As it stands now, on Jan. 1, 2013, the estate tax will revert back to the 2001 level, which included a $1 million exemption and a 55% rate, from the current 35% top rate and $5 million portable exemption. When Congress addresses the Bush tax cuts, which will most likely be after the election, “an estate tax compromise will be part of that” discussion, says Jeremy Scott, an editor with Tax Analysts.
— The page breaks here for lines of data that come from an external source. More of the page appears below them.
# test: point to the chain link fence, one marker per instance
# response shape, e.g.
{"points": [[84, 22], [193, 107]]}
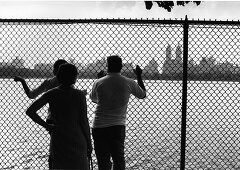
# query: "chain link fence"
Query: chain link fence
{"points": [[153, 141]]}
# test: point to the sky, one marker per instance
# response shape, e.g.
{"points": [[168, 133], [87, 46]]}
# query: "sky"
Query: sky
{"points": [[220, 10]]}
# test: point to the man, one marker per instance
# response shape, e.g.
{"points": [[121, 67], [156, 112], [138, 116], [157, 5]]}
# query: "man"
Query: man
{"points": [[111, 94], [45, 86]]}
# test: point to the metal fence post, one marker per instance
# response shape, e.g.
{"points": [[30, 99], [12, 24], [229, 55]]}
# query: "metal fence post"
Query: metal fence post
{"points": [[184, 93]]}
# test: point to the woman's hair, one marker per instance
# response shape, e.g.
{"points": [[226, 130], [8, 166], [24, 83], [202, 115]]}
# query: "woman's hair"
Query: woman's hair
{"points": [[57, 65], [67, 74], [114, 63]]}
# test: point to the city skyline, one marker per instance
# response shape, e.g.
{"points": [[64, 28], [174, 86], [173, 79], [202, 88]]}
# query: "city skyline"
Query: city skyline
{"points": [[172, 65]]}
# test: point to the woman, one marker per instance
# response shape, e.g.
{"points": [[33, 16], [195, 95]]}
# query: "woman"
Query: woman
{"points": [[70, 133]]}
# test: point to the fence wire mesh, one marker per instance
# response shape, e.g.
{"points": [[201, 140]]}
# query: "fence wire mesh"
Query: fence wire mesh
{"points": [[153, 139]]}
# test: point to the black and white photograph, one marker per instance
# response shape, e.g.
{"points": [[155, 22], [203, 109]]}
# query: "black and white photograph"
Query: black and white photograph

President Barack Obama said during his State of the Union speech in January that he wants to let the Bush tax cuts expire. “When it comes to the deficit, we’ve already agreed to more than $2 trillion in cuts and savings. But we need to do more, and that means making choices,” Obama said. “Right now, we’re poised to spend nearly $1 trillion more on what was supposed to be a temporary tax break for the wealthiest 2% of Americans. Right now, because of loopholes and shelters in the tax code, a quarter of all millionaires pay lower tax rates than millions of middle-class households. Right now, Warren Buffett pays a lower tax rate than his secretary.”
Obama asked in the speech: “Do we want to keep these tax cuts for the wealthiest Americans? Or do we want to keep our investments in everything else—like education and medical research, a strong military and care for our veterans? Because if we’re serious about paying down our debt, we can’t do both.”